One child raises a hand to ask a question of Marybelle Cruikshank.
“My friends who live in the shelter are grateful to Christians for providing a place to sleep that is much safer and more comfortable than sleeping on the sidewalk, especially in winter,” Marybelle told the children. “Many of them have become Christians, because they hear a sermon every night.”
She shared that homelessness is generally an adult problem in Edmonton. “Children of the homeless are in foster homes so they can go to school, and not have to stand in line to get their food,” Marybelle explained. The class joined her in praying that God will help these parents have the courage to trust Him, make better choices and work towards getting their families a home.
One girl agreed to wear a backpack for the class to pack with practical gifts for homeless people: toothpaste and a toothbrush, a bar of soap, deodorant, a comb, a small Bible, a water bottle and socks.
Marybelle explained to the children that it is not safe to give gifts to strangers. They should be given to a shelter worker who knows the people by name and will know what they need. The needs of the homeless are “everybody’s concern,” she said, “because Jesus told us we should care for the poor.”
Bud and Norma Taylor are North American regional prayer enlistment coordinators. Wherever they go they tell others about Canadian churches and people. When they receive prayer requests they pass them on to their prayer team of almost 1200 people.
Norma Taylor shows children where she and her husband, Bud, live.
Norma used an inflated globe to show the children how they come from their home in Florida to Canada each year.
“I distributed the MSC prayer reminder cards [to the children] to remind them that we can pray for people all cross Canada,” said Norma.

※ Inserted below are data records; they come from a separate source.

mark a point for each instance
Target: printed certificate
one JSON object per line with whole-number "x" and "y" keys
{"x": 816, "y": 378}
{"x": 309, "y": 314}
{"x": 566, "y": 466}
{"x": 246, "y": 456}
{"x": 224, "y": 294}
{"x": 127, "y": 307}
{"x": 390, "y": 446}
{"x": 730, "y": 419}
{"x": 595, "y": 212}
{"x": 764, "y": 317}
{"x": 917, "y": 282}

She told the children about some of the missionaries: John Martens’ family in Vancouver, Ben Yablonski, a chaplain to police officers on Vancouver Island, and the Porters serving in Toronto. “As I showed them where each family was from,” Norma said, “it reinforced how our prayers to God cover all of Canada as well as the world.”
Jason and Carrie Byers are missionaries and church starters at Celebration! Church in Ottawa, Ontario. They shared the Bible story of the 12 spies who were sent into the Promised Land.
Jason and Carrie Byers
They led some children to act out the story while others were the audience. “We had a group of spies, Joshua, Caleb, Moses, giants, ninjas (even though there weren’t ninjas in the Promised Land), a cow (for milk), and a bee (for honey),” said Carrie.
The Byers closed by relating the story to their experience as missionaries.
“When we knew God wanted us to come to Canada, there were a few things that we were afraid of, like the spies were,” they told the children: “lots of cold weather and snow, being away from family and friends and raising support for our salary.”
“But we knew we could claim the promises that God would be with us—like the Israelites—so we trusted that He would provide and meet our needs,” they said.
“God’s encouragement to Joshua was our encouragement, too.”
“Have I not commanded you? Be strong and courageous. Do not be terrified; do not be discouraged, for the Lord your God will be with you wherever you go” (Joshua 1:9).
As the Byers finished, one of the children whose missionary family had just moved to Montreal from Arkansas, shared that moving was scary for her because of many of the same things; she was also learning a new language!
Missionaries impacted the lives of children at this year’s CCBS convention. The experience taught these children to pray for missionaries. Perhaps it will also begin to open their hearts to being missionaries themselves, even while they are still young.